ME INUNDAN los lectores el correo electrónico con preguntas sobre el asunto de las Teresitas. Como si yo conociese algo más de lo que todo el mundo intuye que ha ocurrido pues a día de hoy, y después de seis años de investigación judicial, seguimos sin saber a qué atenernos. Por supuesto que tengo una idea de lo que ha podido suceder. Ocurre, empero, que el Código Penal no persigue intenciones sino hechos. Es una de las primeras cosas que se les enseña a los alumnos de Derecho. Pasar por delante de un banco y sentir ganas de atracarlo es un pensamiento punible para el catecismo de la Iglesia, pero no para las leyes penales. Reunirse con otro para planificar tal atraco es diferente porque en ese supuesto, a nadie se le escapa, ha habido algo más que una intención moralmente reprobable pero no judicialmente perseguible.

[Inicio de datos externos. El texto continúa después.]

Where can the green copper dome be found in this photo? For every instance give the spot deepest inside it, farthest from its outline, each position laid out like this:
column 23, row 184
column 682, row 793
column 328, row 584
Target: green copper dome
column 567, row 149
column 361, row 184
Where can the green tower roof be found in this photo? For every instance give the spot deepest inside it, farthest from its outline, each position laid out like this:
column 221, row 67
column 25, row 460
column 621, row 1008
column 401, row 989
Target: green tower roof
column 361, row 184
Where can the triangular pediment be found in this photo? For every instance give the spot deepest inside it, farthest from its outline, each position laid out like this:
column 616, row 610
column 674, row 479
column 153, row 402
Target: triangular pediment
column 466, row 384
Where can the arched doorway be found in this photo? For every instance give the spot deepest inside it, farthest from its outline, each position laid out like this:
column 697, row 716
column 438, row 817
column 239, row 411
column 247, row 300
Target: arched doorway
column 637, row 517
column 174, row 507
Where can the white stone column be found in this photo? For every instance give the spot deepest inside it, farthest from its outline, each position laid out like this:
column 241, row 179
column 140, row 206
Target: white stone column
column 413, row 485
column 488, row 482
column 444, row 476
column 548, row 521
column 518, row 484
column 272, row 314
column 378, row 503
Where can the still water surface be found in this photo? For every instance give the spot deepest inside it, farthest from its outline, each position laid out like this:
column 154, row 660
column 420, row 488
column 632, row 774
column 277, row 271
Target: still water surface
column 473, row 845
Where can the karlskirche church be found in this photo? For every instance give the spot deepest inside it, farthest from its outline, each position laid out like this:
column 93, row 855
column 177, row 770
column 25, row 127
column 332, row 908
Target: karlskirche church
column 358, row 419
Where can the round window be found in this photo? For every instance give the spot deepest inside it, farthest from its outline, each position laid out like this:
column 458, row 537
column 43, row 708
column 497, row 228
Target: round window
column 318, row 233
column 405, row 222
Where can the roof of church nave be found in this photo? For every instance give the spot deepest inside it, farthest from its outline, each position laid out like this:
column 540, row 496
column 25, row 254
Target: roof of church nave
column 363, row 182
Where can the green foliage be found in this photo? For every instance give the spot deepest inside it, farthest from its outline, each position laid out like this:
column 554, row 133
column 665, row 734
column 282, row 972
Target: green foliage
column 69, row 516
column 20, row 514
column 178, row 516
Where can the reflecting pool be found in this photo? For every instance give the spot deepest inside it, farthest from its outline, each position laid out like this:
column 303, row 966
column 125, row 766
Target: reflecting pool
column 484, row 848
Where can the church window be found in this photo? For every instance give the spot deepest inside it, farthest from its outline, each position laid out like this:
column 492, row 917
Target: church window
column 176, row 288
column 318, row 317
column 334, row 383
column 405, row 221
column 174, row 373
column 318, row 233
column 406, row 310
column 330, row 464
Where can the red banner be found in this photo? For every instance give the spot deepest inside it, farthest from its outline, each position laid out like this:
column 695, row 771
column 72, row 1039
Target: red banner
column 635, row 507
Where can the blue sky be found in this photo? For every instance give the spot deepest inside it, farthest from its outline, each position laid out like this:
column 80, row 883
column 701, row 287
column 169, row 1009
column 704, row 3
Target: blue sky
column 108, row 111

Orquestar un delito ya es un delito.

En el asunto que nos ocupa cabe preguntar si estamos ante una mera oportunidad mercantil hábilmente aprovechada por empresarios duchos en tales lances -lo cual puede suscitar muchas envidias en un país plagado de envidiosos, pero no la intervención de un fiscal y un juez- o, por el contrario, se traspasó claramente la frontera de la legalidad con el concurso de políticos y funcionarios, de forma que el éxito del negocio no dependiese solo de esa mencionada habilidad de los negociantes. Personalmente nunca me hubiera arriesgado a comprar unos terrenos -porque de ahí parte todo- quince días antes de que el Tribunal Supremo dictase una sentencia esencial para determinar su valor. Sin embargo, es obvio que algunos empresarios no sienten tanta aversión por el riesgo. De todas formas, estamos hablando del Tribunal Supremo y no de un juzgado de primera instancia.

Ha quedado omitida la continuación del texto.